The driver of Mastriano’s scheme would be his push to eliminate, or at least radically reduce, the biggest source of school dollars in Pennsylvania: the property tax. He just wouldn’t replace this proposed massive loss of tax dollars. And the downsized government spending that still existed would be available to families in vouchers they could use to attend nonpublic schools, including religious schools or homeschooling — two pillars of Mastriano’s Christian nationalist movement....
According to a 2022 ranking by World Population Review, spending $9,000 per pupil would put Pennsylvania on a par with Mississippi ($8,935), a state that’s often criticized for the poor quality of its public education.....

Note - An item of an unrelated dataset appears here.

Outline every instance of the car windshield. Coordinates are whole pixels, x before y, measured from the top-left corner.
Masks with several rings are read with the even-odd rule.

Donna Cooper, executive director of the Children First schools advocacy group, says Mastriano’s plans are wildly out of touch with the realities of K-12 education in the state, including that even religious schools in the state’s more prosperous regions cost more than the $9,000 a year he’d give families. Added Cooper: “One of the reasons he’s advancing these proposals is his concern that teachers are paid too much. But we have an average teacher salary that is $70,000 — and Pennsylvania is facing a massive teacher shortage.”
Well, maybe that's Mastriano's point, wisely left unstated. Fewer teachers yield more students per teacher and less discipline and learning.

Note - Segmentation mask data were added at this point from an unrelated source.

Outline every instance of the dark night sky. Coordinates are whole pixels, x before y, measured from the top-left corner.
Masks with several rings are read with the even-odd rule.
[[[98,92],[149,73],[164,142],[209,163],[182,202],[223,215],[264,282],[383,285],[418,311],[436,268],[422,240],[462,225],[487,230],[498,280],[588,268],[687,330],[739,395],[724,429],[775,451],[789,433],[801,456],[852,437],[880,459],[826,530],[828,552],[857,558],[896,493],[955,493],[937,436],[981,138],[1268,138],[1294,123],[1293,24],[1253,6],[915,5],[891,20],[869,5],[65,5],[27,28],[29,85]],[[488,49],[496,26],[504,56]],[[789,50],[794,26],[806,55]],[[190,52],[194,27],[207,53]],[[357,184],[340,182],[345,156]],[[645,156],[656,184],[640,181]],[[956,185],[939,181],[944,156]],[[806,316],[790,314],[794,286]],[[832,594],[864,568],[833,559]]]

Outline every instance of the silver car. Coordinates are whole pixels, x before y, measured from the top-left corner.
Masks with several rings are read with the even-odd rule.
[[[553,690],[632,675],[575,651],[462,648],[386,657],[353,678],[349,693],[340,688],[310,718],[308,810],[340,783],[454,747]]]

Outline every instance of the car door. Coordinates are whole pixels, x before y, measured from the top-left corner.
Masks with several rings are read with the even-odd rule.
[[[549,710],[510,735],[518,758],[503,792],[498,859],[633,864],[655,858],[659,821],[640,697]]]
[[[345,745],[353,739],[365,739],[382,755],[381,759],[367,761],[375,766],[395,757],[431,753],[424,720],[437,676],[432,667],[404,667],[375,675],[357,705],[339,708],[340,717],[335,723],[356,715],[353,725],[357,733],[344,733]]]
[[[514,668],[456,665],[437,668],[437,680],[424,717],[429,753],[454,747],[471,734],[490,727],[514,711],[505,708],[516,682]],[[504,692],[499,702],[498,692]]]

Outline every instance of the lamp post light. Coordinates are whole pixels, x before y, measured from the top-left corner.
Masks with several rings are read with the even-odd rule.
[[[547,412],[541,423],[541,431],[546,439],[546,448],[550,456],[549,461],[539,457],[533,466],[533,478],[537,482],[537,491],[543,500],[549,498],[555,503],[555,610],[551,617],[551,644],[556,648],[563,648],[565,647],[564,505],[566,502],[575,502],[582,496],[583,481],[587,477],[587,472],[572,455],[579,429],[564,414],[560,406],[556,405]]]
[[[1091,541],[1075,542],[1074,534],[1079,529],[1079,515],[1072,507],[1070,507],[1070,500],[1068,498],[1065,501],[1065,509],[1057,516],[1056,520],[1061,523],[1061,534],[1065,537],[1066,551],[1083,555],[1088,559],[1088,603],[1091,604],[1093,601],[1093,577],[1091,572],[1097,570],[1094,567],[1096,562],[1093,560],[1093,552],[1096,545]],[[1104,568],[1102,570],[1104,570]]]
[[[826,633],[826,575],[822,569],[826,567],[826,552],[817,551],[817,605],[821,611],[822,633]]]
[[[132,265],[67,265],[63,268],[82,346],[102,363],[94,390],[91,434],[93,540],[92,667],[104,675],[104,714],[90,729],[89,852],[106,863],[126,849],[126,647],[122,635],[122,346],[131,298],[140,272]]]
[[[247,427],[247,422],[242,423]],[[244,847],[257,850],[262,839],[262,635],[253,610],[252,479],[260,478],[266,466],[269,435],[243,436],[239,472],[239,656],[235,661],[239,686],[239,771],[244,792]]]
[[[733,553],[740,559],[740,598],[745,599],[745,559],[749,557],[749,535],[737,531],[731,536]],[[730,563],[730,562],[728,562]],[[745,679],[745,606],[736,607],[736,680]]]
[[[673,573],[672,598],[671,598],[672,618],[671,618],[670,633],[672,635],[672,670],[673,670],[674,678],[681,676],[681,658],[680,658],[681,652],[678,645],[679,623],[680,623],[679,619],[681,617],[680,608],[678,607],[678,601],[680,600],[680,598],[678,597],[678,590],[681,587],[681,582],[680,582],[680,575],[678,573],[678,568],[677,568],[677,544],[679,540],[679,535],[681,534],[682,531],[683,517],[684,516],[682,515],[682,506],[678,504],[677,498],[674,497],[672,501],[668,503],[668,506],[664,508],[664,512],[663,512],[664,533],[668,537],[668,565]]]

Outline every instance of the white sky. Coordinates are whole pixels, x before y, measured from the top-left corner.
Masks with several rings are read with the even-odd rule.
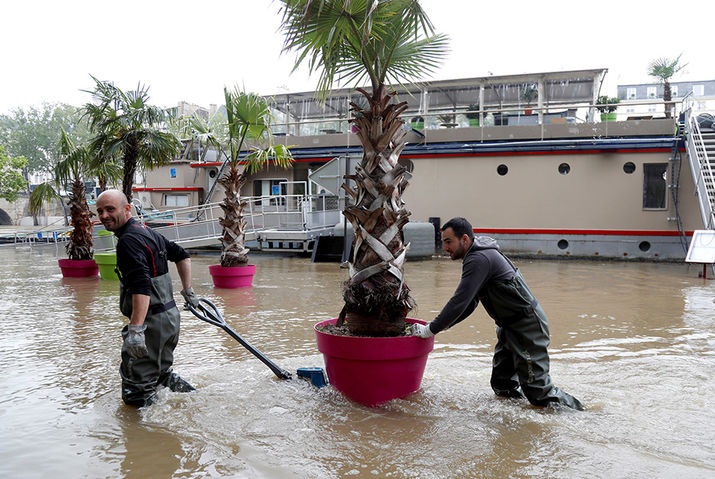
[[[648,63],[681,52],[675,80],[715,79],[710,0],[423,0],[451,53],[433,79],[608,68],[606,90],[650,82]],[[0,113],[43,101],[82,105],[90,74],[151,101],[220,104],[224,85],[312,90],[281,55],[271,0],[0,0]]]

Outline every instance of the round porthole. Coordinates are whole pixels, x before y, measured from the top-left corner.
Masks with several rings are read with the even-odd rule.
[[[499,173],[499,176],[504,176],[509,172],[509,167],[506,165],[499,165],[497,166],[497,173]]]
[[[568,175],[569,171],[571,171],[571,167],[568,163],[561,163],[559,165],[559,173],[561,173],[562,175]]]
[[[218,171],[216,170],[209,170],[209,178],[216,178],[216,175],[218,174]]]
[[[630,175],[631,173],[636,171],[636,165],[634,165],[633,162],[628,161],[623,164],[623,171],[625,171],[626,173],[628,173]]]
[[[650,242],[648,241],[641,241],[638,244],[638,249],[641,251],[648,251],[650,249]]]
[[[558,243],[556,243],[556,246],[558,246],[559,249],[566,249],[569,247],[569,242],[565,239],[562,239]]]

On July 7, Fox News' Laura Ingraham hosted The John Locke Foundation's Terry Scoops, who blasted the National Education Association for supporting abortion choice and LGBQIA+ rights and claimed the union was promoting an "insane agenda." Then
Ingraham jumped in, calling for an end to public schools, and saying taxpayer funds should be diverted to private education....
“But what it’s not about is education and this is why I
think, Terry, a lot of people are saying it’s time to defund government
education or at least defund it by giving vouchers to parents so they can say,
‘No, we’re not doing this anymore.’ And I think that just has to happen. We
have to stop funding this madness.”
This is nothing new. Thirteen months ago, Joy Ann-Reid interviewed Christopher Rufo, perhaps America's chief critic of what he calls "Critical Race Theory." It was interesting and informative, though the latter not because of the conflict over whether CRT is taught anywhere in law schools nor about its benefit or harm.

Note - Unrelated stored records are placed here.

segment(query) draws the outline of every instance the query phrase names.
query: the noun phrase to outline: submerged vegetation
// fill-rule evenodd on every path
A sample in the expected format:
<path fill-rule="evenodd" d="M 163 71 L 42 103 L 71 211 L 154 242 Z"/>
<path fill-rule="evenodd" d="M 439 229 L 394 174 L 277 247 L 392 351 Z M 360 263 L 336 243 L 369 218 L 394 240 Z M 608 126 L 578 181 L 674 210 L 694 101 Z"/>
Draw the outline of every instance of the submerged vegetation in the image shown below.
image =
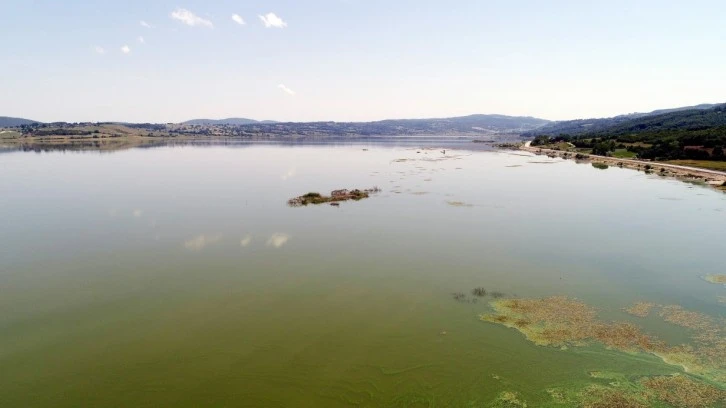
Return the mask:
<path fill-rule="evenodd" d="M 461 303 L 477 303 L 479 301 L 479 298 L 483 298 L 485 296 L 491 296 L 494 299 L 500 299 L 506 296 L 503 292 L 499 292 L 496 290 L 489 291 L 485 288 L 478 286 L 470 291 L 471 297 L 467 298 L 466 294 L 464 292 L 453 292 L 451 294 L 451 297 L 456 300 L 457 302 Z"/>
<path fill-rule="evenodd" d="M 331 203 L 336 205 L 341 201 L 359 201 L 364 198 L 370 197 L 371 194 L 380 192 L 381 189 L 378 187 L 369 188 L 366 190 L 334 190 L 329 196 L 324 196 L 320 193 L 310 192 L 299 197 L 291 198 L 287 201 L 287 204 L 291 207 L 302 207 L 308 204 L 325 204 Z"/>
<path fill-rule="evenodd" d="M 478 287 L 478 288 L 472 289 L 471 294 L 474 296 L 477 296 L 477 297 L 484 297 L 487 295 L 487 290 L 482 287 Z"/>

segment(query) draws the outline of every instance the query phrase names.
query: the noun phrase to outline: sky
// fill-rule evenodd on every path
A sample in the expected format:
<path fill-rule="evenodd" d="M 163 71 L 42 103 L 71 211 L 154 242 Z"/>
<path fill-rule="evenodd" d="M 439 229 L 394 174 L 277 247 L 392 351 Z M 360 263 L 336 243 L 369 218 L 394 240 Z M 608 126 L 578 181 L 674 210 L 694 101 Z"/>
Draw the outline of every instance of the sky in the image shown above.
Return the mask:
<path fill-rule="evenodd" d="M 0 116 L 550 120 L 726 102 L 723 0 L 0 0 Z"/>

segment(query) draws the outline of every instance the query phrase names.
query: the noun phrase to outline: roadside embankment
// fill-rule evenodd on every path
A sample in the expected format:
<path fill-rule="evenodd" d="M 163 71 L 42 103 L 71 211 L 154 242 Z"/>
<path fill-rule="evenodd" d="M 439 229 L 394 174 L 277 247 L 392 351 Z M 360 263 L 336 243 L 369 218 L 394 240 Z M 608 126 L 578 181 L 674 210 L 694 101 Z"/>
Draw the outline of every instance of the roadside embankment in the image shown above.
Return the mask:
<path fill-rule="evenodd" d="M 721 190 L 724 190 L 724 184 L 726 183 L 726 172 L 717 170 L 700 169 L 697 167 L 681 166 L 677 164 L 660 163 L 654 161 L 620 159 L 616 157 L 597 156 L 593 154 L 582 154 L 563 150 L 545 149 L 537 146 L 531 146 L 531 142 L 524 143 L 522 146 L 520 146 L 520 149 L 538 155 L 546 155 L 552 158 L 560 157 L 563 159 L 601 163 L 608 166 L 642 170 L 647 173 L 654 173 L 664 177 L 675 177 L 685 181 L 703 182 Z"/>

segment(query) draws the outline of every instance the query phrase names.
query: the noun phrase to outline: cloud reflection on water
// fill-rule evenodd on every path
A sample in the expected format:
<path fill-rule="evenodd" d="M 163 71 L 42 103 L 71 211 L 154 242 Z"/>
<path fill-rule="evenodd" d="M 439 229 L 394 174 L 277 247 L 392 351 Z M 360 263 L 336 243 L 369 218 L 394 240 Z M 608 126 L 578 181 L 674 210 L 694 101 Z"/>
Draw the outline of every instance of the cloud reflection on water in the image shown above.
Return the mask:
<path fill-rule="evenodd" d="M 285 245 L 287 241 L 290 240 L 290 238 L 291 236 L 288 234 L 285 234 L 283 232 L 276 232 L 272 234 L 270 239 L 267 240 L 267 246 L 280 248 L 281 246 Z"/>
<path fill-rule="evenodd" d="M 202 234 L 184 242 L 184 248 L 190 251 L 201 251 L 205 247 L 222 240 L 222 234 Z"/>

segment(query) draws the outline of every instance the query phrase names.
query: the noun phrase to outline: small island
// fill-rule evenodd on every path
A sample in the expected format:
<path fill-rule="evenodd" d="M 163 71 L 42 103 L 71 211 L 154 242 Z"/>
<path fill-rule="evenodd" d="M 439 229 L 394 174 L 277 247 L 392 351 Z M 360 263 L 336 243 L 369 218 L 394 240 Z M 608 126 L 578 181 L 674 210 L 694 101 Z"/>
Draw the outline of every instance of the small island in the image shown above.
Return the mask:
<path fill-rule="evenodd" d="M 320 193 L 310 192 L 299 197 L 291 198 L 287 201 L 287 205 L 290 207 L 304 207 L 308 204 L 325 204 L 330 203 L 332 206 L 338 206 L 341 201 L 360 201 L 364 198 L 370 197 L 371 194 L 380 192 L 381 189 L 378 187 L 368 188 L 365 190 L 354 189 L 354 190 L 334 190 L 330 192 L 329 196 L 324 196 Z"/>

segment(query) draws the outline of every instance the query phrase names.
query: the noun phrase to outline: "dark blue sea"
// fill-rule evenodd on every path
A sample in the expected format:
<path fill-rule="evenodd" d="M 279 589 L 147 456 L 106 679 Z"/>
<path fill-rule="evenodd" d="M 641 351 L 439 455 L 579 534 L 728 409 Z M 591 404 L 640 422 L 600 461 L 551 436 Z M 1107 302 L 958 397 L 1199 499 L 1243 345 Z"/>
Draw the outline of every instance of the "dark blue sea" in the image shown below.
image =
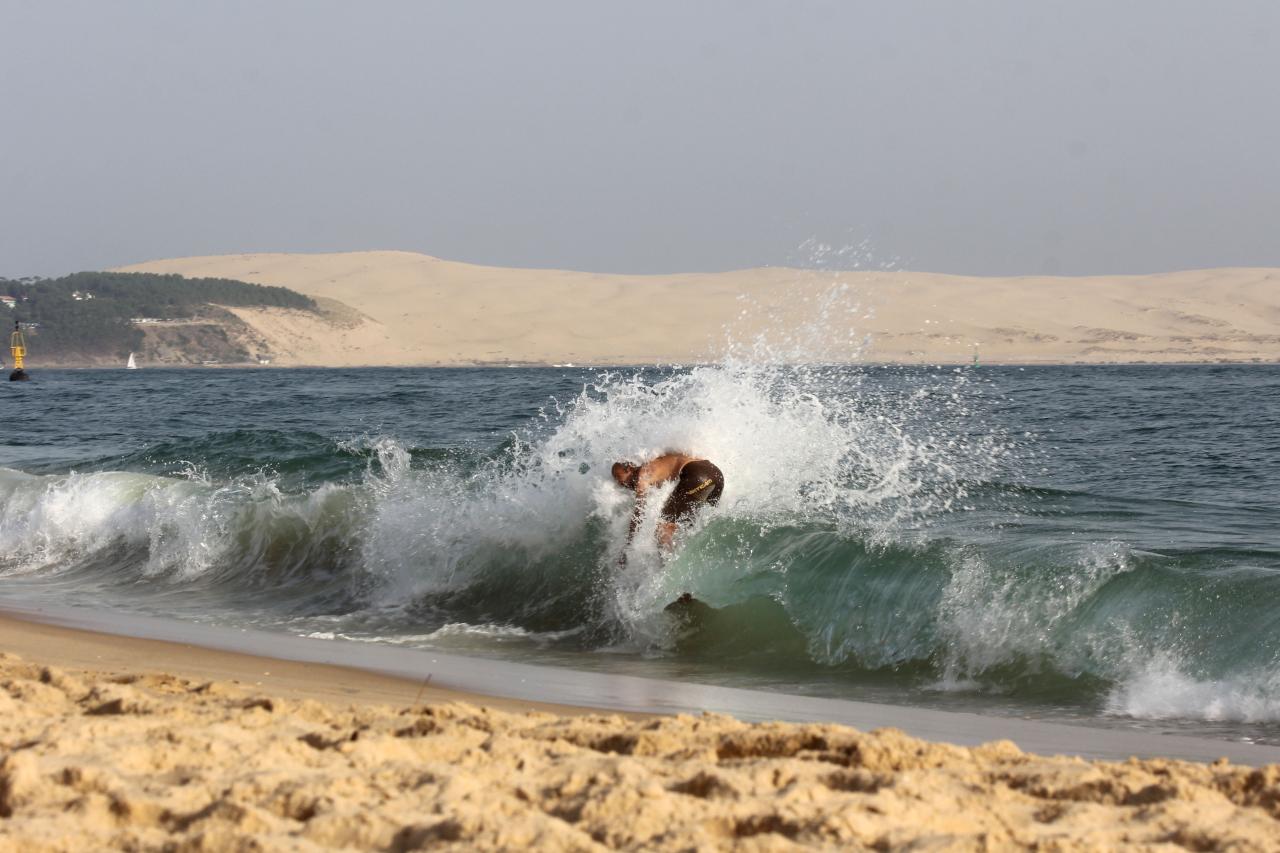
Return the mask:
<path fill-rule="evenodd" d="M 0 599 L 1280 742 L 1277 367 L 31 372 Z"/>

Rufo claims- probably truthfully- to have investigated the increasing interest in public schools of the study of the role of race in American culture past and present. Yet early in the video below, he can be seen citing Robin D'Angelo and Ibram X. Kendi as critical race theorists.
As Reid pointed out, neither D'Angelo nor Kendi is a critical race theorist. Kendi is arguably the most prominent advocate of "anti-racism," with D'Angelo's focus a melding of anti-racism and "whiteness" theory. They probably both are pleased critical race theory is taught in law schools and welcome (or would welcome) its presence in K-12 schools. However, neither is particularly a promoter of CRT, which they have left for others, such as Kimberle Crenshaw.
The (inaccurate) selection Kendi and D'Angelo as representatives of critical race theory may be significant. It may have been because they are the best known, and thus most controversial, of the proponents of the broad field of race-conscious education.
More likely, though, Rufo threw out those two names because he doesn't care who comprise the intellectual core of this broad discipline. Ending this particular educational philosophy is not his goal. A few days after the victory of Republican Glenn Youngkin in the Virginia gubernatorial race, Michelle Goldberg had a discussion with Rufo in which
“I’ve unlocked a new terrain in the culture war, and demonstrated a successful strategy,” said Rufo, a documentary filmmaker-turned-conservative activist. With that done, he was getting ready for a new phase of his offensive.
“We are right now preparing a strategy of laying siege to the institutions,” he said. In practice, this means promoting the traditional Republican school choice agenda: private school vouchers, charter schools and home-schooling. “The public schools are waging war against American children and American families,” he said. Families, in turn, should have “a fundamental right to exit.”
Private school vouchers, charter schools, and home schooling. Now the partisan Supreme Court of John Roberts clearly is on board. That was unsurprising because destruction of the public school system and the common good is part of the GOP's overarching goal of privatization of the entire economy for the benefit of the privileged. Democrats and progressives need to understand this and to take it seriously, but aside from a journalist here and they, they apparently are doing neither.